Monthly Archives: March 2012

Covariance and Contravariance

The concept of covariance and contravariance is fairly straightforward for basic datatypes, but it gets a lot less intuitive when you start dealing with generic collections. I recently, finally, got my head around it.

Here are some simple cases with simple classes in C# (for brevity, I’m leaving out the rules for basic datatypes). A covariant conversion is when you convert from a derived class to a class that it inherits from. It requires no casting and makes logical sense:
string foo = "foo";
object o = foo; //you can assign an string to an object

A contravariant conversion is the opposite, and assignment requires a cast (which could throw an exception if it can’t be converted):
object foo = "foo";
string s = (string)foo;

Enter Collections

Though it’s obvious that you can convert a string into an object, shouldn’t you also be able to do this?
var strings = new List<string>();
List<object> objects = strings;

The short answer is no. Though converting from string to object is covariant, converting from a List of strings to a List of objects is not. A cast won’t compile either.

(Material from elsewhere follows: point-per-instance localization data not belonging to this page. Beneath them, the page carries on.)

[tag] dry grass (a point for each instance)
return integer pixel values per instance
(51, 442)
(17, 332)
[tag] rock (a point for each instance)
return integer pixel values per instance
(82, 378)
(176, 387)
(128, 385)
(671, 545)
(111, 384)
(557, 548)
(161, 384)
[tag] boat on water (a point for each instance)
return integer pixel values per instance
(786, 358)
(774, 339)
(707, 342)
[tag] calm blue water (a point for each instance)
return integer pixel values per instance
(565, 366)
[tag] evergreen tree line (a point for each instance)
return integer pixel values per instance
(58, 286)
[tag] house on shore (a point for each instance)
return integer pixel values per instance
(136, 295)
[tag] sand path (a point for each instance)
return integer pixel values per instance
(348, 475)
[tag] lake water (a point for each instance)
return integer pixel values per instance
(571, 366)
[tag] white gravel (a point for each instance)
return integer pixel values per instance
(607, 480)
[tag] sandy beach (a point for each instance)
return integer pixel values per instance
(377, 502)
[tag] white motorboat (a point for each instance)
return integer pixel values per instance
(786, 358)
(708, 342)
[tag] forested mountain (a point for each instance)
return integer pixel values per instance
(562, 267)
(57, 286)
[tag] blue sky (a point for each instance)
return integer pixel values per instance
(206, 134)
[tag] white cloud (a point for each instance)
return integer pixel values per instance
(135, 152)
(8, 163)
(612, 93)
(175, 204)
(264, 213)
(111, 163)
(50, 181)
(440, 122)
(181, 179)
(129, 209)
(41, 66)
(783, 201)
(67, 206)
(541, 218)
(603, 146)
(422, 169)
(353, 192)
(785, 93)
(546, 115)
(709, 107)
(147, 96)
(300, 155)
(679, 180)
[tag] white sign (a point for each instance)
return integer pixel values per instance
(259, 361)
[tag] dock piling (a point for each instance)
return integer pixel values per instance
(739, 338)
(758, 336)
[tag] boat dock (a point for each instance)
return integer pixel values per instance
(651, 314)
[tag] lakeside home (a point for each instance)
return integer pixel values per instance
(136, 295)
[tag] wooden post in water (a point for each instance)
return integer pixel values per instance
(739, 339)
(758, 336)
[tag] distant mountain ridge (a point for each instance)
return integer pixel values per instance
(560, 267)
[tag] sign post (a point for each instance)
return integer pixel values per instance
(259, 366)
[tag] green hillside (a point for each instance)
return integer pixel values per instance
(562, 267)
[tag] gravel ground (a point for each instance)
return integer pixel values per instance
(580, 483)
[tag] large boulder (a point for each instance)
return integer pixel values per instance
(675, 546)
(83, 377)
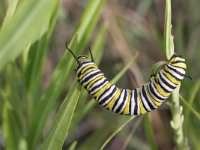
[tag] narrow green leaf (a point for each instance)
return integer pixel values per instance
(12, 4)
(168, 38)
(149, 132)
(116, 132)
(63, 70)
(189, 109)
(121, 73)
(60, 127)
(30, 21)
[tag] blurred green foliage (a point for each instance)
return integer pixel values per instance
(41, 104)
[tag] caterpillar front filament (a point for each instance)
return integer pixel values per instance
(126, 101)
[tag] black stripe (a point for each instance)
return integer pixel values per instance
(130, 108)
(104, 92)
(140, 94)
(97, 86)
(154, 93)
(117, 101)
(147, 99)
(80, 73)
(122, 104)
(179, 73)
(171, 75)
(165, 82)
(87, 86)
(90, 76)
(159, 83)
(136, 102)
(175, 55)
(148, 90)
(107, 97)
(179, 67)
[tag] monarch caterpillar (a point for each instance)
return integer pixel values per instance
(126, 101)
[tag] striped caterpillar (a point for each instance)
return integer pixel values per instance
(126, 101)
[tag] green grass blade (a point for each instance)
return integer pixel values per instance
(12, 110)
(116, 132)
(189, 108)
(63, 70)
(149, 132)
(34, 68)
(12, 4)
(30, 21)
(168, 38)
(60, 127)
(176, 108)
(121, 73)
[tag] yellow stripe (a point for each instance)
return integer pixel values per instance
(172, 79)
(88, 71)
(93, 81)
(86, 67)
(126, 110)
(142, 109)
(101, 90)
(152, 99)
(112, 101)
(183, 65)
(160, 90)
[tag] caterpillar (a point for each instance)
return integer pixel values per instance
(130, 101)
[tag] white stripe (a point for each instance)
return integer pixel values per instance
(94, 91)
(88, 74)
(154, 97)
(144, 101)
(110, 98)
(167, 80)
(83, 65)
(175, 74)
(163, 84)
(124, 105)
(97, 83)
(156, 91)
(107, 93)
(119, 101)
(85, 83)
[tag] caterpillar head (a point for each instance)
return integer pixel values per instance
(82, 59)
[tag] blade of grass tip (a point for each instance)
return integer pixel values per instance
(12, 5)
(149, 132)
(59, 130)
(121, 73)
(176, 109)
(62, 71)
(193, 94)
(23, 30)
(73, 146)
(190, 108)
(168, 38)
(116, 132)
(130, 134)
(34, 68)
(96, 138)
(12, 110)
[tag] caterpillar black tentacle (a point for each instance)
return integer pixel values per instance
(126, 101)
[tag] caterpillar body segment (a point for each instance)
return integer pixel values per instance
(130, 101)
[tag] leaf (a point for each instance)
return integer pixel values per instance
(30, 21)
(59, 131)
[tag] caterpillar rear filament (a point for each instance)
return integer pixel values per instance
(126, 101)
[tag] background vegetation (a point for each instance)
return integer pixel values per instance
(43, 107)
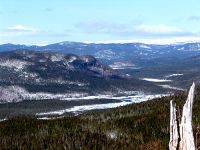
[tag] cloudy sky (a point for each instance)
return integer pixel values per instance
(51, 21)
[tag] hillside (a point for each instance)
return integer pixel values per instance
(36, 75)
(137, 126)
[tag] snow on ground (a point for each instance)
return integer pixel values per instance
(125, 101)
(122, 65)
(1, 120)
(57, 57)
(173, 75)
(17, 64)
(156, 80)
(144, 46)
(171, 87)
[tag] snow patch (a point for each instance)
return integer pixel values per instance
(125, 101)
(156, 80)
(16, 64)
(145, 46)
(173, 75)
(171, 87)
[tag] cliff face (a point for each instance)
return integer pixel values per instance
(181, 133)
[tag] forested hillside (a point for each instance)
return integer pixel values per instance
(137, 126)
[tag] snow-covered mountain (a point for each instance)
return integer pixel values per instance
(36, 75)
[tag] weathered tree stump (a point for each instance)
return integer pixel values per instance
(181, 133)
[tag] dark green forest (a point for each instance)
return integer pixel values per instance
(137, 126)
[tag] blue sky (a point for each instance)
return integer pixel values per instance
(51, 21)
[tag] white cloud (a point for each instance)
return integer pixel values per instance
(18, 30)
(24, 31)
(158, 29)
(136, 30)
(21, 28)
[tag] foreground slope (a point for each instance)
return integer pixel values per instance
(34, 75)
(137, 126)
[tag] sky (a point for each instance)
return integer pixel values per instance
(43, 22)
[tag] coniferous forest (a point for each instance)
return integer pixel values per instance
(137, 126)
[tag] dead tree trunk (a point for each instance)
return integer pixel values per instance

Want to see why? You can actually try it for yourself with an array, because an array is covariant (considered by some to be a mistake):
string[] strings = new string[2];
strings[0] = "foo";

object[] objects = strings;
objects[1] = new Object(); //things go BOOM.

This throws an OverflowException because you just tried to put an object into an array of strings. So, when Microsoft implemented generic lists, they didn’t allow you to expose yourself to this mistake, and they catch it in the compiler. That’s where covariance gets tricky.

In fact, contravariance gets tricky as well. To steal part of Eric Lippert’s example here, shouldn’t this compile? (Assuming Giraffe inherits from Animal)
void Foo(Giraffe g) {...}
Func<Animal> action1 = Foo;

This code is trying to make the assertion that the Foo method, which accepts a Giraffe as a parameter implements a delegate which accepts an Animal as a parameter. The problem is, if you actually called action1 with an Animal aside from a Giraffe, Foo wouldn’t be able to handle it and would produce an exception.

But, aren’t there other cases that don’t cause problems?

There are, which is why a number of changes were made to C# 4.0.

In our list/array example… what if you never added elements to the list? Wouldn’t the covariant conversion be safe? You’d never be able to add an object to an array of strings. The answer is yes, which is why the IEnumerable interface is marked covariant. This is perfectly valid (same example as above, swapping out List for IEnumerable):
var strings = new IEnumerable<string&gt();
IEnumerable<object> objects = strings;

IEnumerable is now considered covariant since it’s interface only exposes methods related to reading.

Similarly useful capabilities were added with regard to contravariance (example taken from here):
static string GetString() { return ""; }
Func strFun = GetString;
Func objFun = strFun;

The last line used to throw an exception, however this is actually a safe operation – any caller expecting an object to be returned will also be able to handle a string.